Key Word Sign
Key Word Sign is a tool that can be used to support children and adults with communication difficulties to understand and get their message across to others. Key Word Sign (KWS) adds signs to spoken words, but is not a sign language. The key words in a message are signed.
It uses manual signs, natural gesture and facial expression. Key Word Sign is used to support social interactions, communication and language skills for people who may have difficulties with attention, language understanding and expression, and understanding and producing speech. This visual communication support system is often used with children and adults who have communication difficulties.

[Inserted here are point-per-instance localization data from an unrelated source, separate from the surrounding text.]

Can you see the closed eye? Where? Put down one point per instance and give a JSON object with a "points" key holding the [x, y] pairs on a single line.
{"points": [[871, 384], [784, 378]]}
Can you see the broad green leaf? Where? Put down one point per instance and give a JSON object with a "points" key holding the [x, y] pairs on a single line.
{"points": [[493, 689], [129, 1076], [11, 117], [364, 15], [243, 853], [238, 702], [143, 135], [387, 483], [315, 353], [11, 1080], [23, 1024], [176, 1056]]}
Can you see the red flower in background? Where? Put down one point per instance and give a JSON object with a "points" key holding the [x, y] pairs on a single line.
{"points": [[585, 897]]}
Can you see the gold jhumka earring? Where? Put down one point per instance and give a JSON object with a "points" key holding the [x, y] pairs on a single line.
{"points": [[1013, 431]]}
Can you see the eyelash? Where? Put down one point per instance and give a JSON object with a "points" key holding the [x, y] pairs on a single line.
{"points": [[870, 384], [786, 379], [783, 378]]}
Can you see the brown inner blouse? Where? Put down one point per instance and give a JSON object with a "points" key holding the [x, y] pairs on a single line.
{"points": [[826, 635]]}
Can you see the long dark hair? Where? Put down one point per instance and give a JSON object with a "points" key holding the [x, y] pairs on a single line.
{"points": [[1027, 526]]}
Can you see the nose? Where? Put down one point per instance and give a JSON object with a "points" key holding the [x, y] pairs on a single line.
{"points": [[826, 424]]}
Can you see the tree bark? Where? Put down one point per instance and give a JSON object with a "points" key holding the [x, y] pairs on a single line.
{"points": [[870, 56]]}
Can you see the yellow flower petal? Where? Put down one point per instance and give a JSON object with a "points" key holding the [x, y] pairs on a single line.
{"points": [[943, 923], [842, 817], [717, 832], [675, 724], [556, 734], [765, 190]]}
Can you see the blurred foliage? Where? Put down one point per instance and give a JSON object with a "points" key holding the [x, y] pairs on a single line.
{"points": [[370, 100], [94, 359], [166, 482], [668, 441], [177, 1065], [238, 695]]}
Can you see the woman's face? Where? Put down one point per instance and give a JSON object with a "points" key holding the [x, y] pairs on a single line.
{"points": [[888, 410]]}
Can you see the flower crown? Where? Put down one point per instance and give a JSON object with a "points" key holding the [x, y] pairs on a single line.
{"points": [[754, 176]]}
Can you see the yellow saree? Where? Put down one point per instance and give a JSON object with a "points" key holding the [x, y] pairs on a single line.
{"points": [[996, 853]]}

Key Word Sign uses a core vocabulary of specific words/signs. It is made up of signs thought to be most useful for children and adults with communication and language difficulties. Signed vocabulary can also be added to suit the individual needs of the user. In Australian Key Word Sign, each word (concept) matches a sign borrowed from Auslan – Australian sign language.
The main features of Key Word Sign include
- sign the main words but say the whole sentence
- use natural gesture and facial expression
- uses some finger spelling
- signs come from the official sign language of the region
The communication partner of the person who is deafblind may use the signs to communicate a message to the person with deafblindness and/or to support the understanding of a spoken message. Some people with deafblindness may also use Key Word Sign to communicate their own messages to others. If the person with deafblindness does not have enough functional vision to see the signs, Key Word signs can be modified to tactile forms. Strategies such as lighting, positioning and clothing colour contrast can be used to make signs more visible, where someone is using residual vision to see the signs.
In Australia, Key Word Sign was known as Makaton until around 2010. Makaton is a trademarked term with its origins in the United Kingdom and officially, is a term no longer used in Australia.